El Castell de Boixadors es uno de esos lugares que no suelen aparecer en las rutas turísticas más populares de Catalunya, pero que explican muy bien la historia del territorio. Situado sobre las sierras que dominan la meseta de Calaf, al norte de la comarca de l’Anoia, el castillo ofrece una combinación interesante de patrimonio medieval y paisajes espectaculares.

Construido en el siglo XI, el castillo formaba parte de la red defensiva y administrativa que consolidó el control feudal de este territorio, conquistado un siglo antes. Su ubicación no es casual: desde la colina donde se alza se controla visualmente una buena parte del altiplano, un espacio históricamente estratégico tanto para la defensa como para la organización del poblamiento rural.

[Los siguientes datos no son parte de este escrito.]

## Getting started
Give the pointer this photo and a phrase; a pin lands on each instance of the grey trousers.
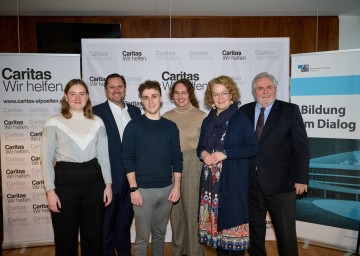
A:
(184, 214)
(152, 218)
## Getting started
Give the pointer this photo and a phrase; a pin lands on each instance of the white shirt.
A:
(121, 116)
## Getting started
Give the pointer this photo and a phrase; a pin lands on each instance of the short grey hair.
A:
(262, 75)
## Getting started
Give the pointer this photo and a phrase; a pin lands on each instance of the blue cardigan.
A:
(240, 144)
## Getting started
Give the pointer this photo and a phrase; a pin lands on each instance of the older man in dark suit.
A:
(115, 114)
(280, 171)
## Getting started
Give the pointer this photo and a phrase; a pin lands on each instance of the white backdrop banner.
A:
(197, 59)
(326, 86)
(31, 88)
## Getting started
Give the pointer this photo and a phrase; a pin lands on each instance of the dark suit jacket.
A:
(283, 156)
(115, 150)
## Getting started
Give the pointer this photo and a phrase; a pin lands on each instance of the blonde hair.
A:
(65, 107)
(226, 81)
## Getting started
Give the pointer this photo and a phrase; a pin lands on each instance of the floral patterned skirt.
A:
(235, 238)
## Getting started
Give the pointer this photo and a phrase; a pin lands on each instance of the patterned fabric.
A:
(235, 238)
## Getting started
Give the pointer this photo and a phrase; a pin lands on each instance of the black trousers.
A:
(80, 188)
(282, 210)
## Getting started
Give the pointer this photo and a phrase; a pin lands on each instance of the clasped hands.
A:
(212, 158)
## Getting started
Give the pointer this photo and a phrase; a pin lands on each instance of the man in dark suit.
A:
(115, 114)
(280, 171)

Un castillo que explica el paso del tiempo

El conjunto arquitectónico que se puede ver hoy es el resultado de siglos de adaptaciones y reformas. El elemento más antiguo es la torre maestra, exenta, de planta circular y con tres niveles de altura, un modelo habitual en los castillos de frontera del siglo XI. Esta torre era el núcleo defensivo original y el símbolo de poder del lugar y una de las zonas con más historia de la región.

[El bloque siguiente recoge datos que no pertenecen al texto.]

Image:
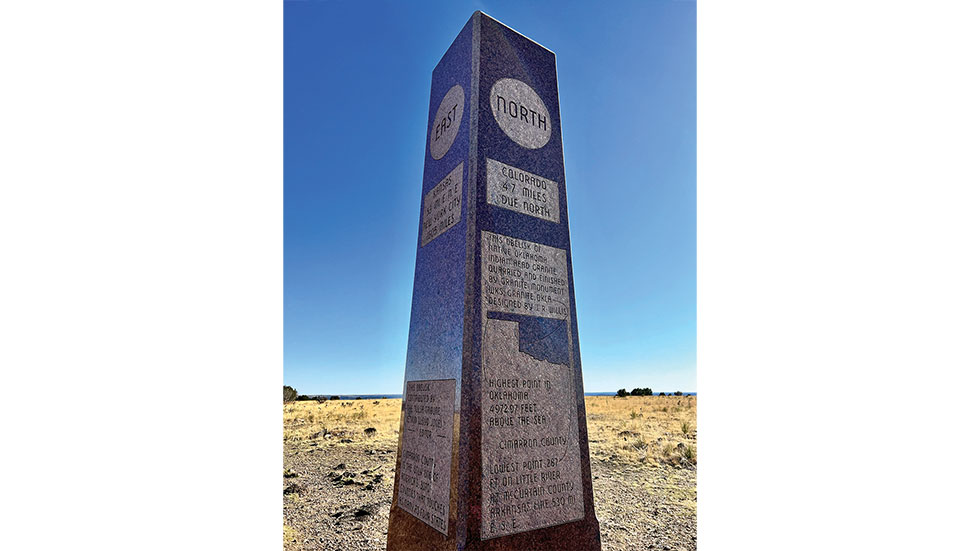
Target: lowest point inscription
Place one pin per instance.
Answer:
(532, 466)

Con el paso del tiempo, especialmente a partir del siglo XIV, el castillo dejó de ser solo un punto militar. Se construyó un recinto amurallado que acogía los edificios residenciales de los señores, y más adelante se ampliaron estas dependencias con un torreón que reforzaba la protección del conjunto. Ya en el siglo XVI, el castillo incorporó elementos claramente vinculados a la vida cotidiana y productiva, como una tina de vino y un horno de pan, señales evidentes de que el espacio se había adaptado a usos más domésticos y agrícolas.

Este proceso de evolución hace que la visita sea especialmente interesante, porque permite entender cómo los castillos catalanes pasaron de ser estructuras defensivas a centros de vida señorial y rural.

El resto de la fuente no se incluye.